How do I choose the right thermally conductive gap filler among the many options?
Today, the demand and use of thermal interface materials (TIMs) in the automotive, consumer electronics, telecommunications equipment, and LED lighting industries has increased dramatically. Although higher throughput is generally required, each industry and application has different requirements for TIMs, especially thermally conductive gap fillers: thinner adhesive layers, reduced mechanical stress on components and solder joints, or easy dispensing for mass production.
Since there is no standardized structure and requirements for thermally conductive adhesives, your requirements for gap filler materials may also be unique. There are several aspects to consider when selecting or developing the best gap filler to meet all your needs.
In general, the considerations will be divided into 5 groups that will be controlled by the 2 main properties of the thermal gap filler: cured properties and uncured properties.
First, manufacturers should refer to the curing properties to select a thermally conductive gap material with suitable properties that directly affect the final product
Aspects of properties to consider when selecting a thermal gap material:
▶Safe.
▶ Resistant to shock and vibration
▶ Moisture resistance
▶ Chemical resistance
▶ Thermal conductivity level
▶ Mechanical fastening
▶ Low component stress
▶ Thermal cycling performance
▶Insulation.
safe | flammability |
Impact on the performance of the customer's product | Cured material properties |
Shock and vibration performance Mechanical fastening | shore |
Tensile strength/elongation/Young's modulus | |
Energy storage modulus | |
Bond strength | |
Moisture and chemical resistance | Gap filler chemistry options |
Dispensing thickness | |
Thermal conductivity level | Thermal conductivity index |
Dispensing thickness | |
Thermal cycling performance
| Glass transition temperature, Tg |
Tensile strength/elongation/Young's modulus | |
insulation | Resistance (volume resistivity, breakdown voltage) |
Rework, repair, and recycling needs
Undoubtedly, curing performance also affects the final product's ability to repair, rework, and recycle during the manufacturing process or at the end of its useful life.

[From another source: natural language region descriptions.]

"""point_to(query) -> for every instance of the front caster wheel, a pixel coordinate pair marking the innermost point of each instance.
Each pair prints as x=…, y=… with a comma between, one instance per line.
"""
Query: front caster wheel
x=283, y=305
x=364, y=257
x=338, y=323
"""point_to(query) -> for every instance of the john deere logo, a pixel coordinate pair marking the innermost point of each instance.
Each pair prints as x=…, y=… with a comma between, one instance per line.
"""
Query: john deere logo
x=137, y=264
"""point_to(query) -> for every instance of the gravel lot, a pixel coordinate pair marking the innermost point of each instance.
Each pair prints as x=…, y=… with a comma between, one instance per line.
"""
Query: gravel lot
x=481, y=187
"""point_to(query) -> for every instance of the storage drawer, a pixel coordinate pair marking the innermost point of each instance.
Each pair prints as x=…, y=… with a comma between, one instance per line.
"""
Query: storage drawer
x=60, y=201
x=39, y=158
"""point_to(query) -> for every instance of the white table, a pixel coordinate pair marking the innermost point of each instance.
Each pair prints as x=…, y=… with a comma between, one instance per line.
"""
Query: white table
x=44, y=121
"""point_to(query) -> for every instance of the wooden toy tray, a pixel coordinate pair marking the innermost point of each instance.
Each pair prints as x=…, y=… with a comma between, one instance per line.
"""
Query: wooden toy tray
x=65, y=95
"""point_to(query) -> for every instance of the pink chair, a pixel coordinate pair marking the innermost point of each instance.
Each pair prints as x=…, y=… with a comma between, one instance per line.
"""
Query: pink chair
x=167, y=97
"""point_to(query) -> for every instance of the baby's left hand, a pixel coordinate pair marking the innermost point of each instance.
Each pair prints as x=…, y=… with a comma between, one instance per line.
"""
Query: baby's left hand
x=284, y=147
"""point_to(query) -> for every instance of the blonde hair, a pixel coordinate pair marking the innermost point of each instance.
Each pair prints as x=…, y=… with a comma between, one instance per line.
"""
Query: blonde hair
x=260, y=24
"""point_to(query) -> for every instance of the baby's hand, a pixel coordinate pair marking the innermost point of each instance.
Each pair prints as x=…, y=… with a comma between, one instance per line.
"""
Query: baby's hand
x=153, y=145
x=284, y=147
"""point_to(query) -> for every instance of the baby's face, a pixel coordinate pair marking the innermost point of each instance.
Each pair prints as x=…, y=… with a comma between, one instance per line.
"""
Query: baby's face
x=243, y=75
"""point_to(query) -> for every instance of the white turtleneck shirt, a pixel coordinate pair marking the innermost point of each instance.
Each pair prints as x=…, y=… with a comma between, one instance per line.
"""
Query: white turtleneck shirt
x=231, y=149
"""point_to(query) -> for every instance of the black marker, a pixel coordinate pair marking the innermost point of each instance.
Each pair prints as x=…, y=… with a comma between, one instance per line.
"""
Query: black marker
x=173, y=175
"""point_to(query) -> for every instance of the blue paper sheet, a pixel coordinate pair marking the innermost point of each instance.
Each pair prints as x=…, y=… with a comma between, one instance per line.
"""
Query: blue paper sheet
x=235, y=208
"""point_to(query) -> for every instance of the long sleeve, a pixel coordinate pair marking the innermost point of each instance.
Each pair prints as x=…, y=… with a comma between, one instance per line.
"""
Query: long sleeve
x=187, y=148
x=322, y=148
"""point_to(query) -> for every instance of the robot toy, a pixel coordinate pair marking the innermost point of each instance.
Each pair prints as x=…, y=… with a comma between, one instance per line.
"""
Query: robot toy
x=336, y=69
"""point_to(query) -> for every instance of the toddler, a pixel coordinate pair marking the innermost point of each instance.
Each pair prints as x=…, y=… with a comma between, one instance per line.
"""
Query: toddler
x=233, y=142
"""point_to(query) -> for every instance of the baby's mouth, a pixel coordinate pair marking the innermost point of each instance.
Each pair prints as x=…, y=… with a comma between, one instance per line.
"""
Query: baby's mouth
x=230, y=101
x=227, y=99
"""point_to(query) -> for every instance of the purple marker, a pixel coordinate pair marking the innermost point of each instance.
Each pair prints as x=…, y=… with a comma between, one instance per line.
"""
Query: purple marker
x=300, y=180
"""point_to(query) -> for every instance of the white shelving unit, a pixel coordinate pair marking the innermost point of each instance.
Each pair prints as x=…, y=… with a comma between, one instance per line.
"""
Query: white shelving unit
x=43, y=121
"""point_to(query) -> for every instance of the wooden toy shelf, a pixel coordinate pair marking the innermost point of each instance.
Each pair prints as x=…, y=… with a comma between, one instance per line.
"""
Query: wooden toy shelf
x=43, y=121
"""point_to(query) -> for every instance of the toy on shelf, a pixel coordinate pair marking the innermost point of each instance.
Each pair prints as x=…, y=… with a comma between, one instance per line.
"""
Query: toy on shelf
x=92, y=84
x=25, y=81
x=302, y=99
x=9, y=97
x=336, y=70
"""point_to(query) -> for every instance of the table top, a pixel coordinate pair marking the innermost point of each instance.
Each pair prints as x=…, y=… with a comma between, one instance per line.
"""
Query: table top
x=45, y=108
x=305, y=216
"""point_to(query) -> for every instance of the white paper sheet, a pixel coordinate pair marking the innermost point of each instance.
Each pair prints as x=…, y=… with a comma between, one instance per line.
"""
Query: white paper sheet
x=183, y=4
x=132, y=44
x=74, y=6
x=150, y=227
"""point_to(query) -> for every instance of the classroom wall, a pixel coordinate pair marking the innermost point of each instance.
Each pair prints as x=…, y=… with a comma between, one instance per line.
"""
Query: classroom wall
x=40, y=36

When considering repair and rework needs, manufacturers need a material with ease of removal, material hardness, material adhesion, and EHS capabilities. Good recycled materials, on the other hand, need to be easy to remove and dispose of (when it comes to sustainability). As a result, these capabilities will be associated with the following features and specifications of the Thermal Gap Adhesive:
Gap filling chemical type
A variety of polymer chemistries are available. However, the two most relevant types of gap fillers are silicone and polyurethane polymers.
Silicone gap fillers
When cured, they are typically mechanically soft materials, so they exert less stress on precision components. The properties of silicone can be an advantage of this application, but it can also be a disadvantage of other applications. For example:
▶ They have a lower bond strength, which means some type of mechanical fastening is required to hold components in place, which also means they are easy to rework, repair, and recycle.
▶ They have good moisture resistance but poor chemical resistance.
▶ Some silicone-based gap fillers also have a very low volatile content, which means they can be used without worrying about other coating or painting processes.
Polyurethane caulk
Better adhesion and chemical resistance than silicones.
▶ They are also relatively soft and reworkable, although their higher adhesion can pose challenges.
▶ Their high temperature limit (about 130 °C) is not as good as that of silicones (above 200 °C)
▶ In conclusion, the main criteria for selecting silicone and polyurethane gap fillers will be the customer's requirements for chemical exposure, adhesion and reworkability.
Mechanical properties
This will also affect the ability to repair and/or recycle components. Harder materials with greater adhesion can make it difficult to disassemble parts without damaging them, or to remove material traces from individual parts.
Therefore, it is necessary to consider potential rework or repair issues early in the final product design so that both mechanical structure and gap filling material properties can be optimized.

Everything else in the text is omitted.